One way or another, the stage seems to be set for a reunion of some kind. Even the shoplifting spree at the department store echoes the cold open from Season 6, Episode 6, when Kimmy is caught stealing and gets rewarded for it by her mom. At first, I even wondered if Carol Burnett was playing Kim’s mom. (She isn’t.)

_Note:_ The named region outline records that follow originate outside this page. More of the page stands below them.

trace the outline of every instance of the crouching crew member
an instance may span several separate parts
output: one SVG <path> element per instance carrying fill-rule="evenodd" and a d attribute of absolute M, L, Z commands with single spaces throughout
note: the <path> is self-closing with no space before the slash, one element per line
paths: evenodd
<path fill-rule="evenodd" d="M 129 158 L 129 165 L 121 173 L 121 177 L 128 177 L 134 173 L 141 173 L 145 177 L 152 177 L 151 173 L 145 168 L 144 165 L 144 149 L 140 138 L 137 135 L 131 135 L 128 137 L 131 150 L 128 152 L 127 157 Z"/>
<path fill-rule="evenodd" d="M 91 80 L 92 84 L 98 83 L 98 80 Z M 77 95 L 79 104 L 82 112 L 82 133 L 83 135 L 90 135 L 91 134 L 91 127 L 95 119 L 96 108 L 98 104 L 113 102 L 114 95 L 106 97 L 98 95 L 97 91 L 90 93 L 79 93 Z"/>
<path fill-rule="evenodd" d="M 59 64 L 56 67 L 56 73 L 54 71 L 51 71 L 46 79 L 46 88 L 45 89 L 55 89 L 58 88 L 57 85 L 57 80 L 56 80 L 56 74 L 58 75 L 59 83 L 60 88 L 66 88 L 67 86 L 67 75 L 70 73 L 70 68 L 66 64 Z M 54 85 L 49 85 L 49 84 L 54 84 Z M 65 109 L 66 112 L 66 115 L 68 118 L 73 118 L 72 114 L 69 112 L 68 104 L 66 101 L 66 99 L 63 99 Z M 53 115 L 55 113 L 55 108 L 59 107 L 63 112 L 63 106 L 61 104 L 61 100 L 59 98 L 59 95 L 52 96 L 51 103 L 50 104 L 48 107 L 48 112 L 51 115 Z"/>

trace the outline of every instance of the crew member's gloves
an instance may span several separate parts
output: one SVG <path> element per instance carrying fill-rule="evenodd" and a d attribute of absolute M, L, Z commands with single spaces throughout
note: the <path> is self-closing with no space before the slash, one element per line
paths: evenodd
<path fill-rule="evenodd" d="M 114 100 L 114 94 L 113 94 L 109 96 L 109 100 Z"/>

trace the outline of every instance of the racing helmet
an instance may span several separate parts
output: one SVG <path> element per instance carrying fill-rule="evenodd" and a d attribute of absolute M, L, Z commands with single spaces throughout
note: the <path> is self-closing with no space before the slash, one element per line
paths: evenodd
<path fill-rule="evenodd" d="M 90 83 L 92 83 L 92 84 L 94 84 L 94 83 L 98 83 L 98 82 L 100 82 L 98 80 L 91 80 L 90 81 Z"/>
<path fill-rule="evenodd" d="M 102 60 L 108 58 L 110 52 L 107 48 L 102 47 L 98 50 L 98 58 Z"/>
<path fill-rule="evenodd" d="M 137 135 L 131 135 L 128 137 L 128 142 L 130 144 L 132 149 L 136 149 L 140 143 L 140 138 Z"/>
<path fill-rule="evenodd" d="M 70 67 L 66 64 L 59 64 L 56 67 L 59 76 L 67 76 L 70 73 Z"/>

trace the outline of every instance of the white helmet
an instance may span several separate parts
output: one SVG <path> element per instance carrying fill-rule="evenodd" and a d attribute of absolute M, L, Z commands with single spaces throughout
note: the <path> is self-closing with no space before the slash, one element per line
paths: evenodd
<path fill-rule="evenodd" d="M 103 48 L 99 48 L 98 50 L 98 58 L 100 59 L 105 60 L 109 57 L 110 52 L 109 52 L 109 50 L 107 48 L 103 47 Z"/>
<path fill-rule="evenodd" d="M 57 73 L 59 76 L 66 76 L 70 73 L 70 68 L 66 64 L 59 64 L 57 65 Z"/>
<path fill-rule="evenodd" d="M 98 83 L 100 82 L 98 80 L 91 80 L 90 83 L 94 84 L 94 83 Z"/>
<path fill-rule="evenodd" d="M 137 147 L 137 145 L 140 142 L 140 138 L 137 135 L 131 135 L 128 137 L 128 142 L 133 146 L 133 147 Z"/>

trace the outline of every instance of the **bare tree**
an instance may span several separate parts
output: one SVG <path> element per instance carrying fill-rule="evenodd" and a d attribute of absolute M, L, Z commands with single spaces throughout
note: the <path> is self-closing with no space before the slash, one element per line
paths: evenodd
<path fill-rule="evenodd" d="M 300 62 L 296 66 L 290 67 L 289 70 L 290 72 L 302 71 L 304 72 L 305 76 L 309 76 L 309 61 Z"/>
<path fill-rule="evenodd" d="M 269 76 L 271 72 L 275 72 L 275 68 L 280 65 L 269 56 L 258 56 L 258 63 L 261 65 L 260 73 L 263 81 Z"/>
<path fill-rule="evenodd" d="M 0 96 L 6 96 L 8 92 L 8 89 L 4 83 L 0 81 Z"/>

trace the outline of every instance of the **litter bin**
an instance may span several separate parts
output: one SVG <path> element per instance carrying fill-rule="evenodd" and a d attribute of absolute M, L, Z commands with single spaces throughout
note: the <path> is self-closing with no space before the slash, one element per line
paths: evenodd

Speaking of Carol Burnett, could there be something in her final exchange with Gene, when she asks whatever happened to Nippy? At first, Gene doesn’t know what she’s talking about. Nippy? Then it hits him: the ruse with the LOST DOG posters. That Nippy. “You’re not gonna believe this but he was with a family the whole time,” Gene says. “Just a few blocks away.” Could that be some kind of hint as to Kim’s location vis-à-vis Gene’s?!
More questions: Will Jeffy steer clear of Gene, as ordered? Or will the fury we see on his face as Gene continues schmoozing Marion lead him to do something rash? How will Walter White and Jesse Pinkman play into the final act? And will we ever see Kim again?
Only three episodes left to find out! But let me just point out, in a video that went up on this here Web site just today, that Bob Odenkirk himself says by way of dismissing a fan theory involving Jimmy and Kim: “That doesn’t address what’s gone on between these two. And there’s no way we leave the show without looking at that and taking it apart a little bit.”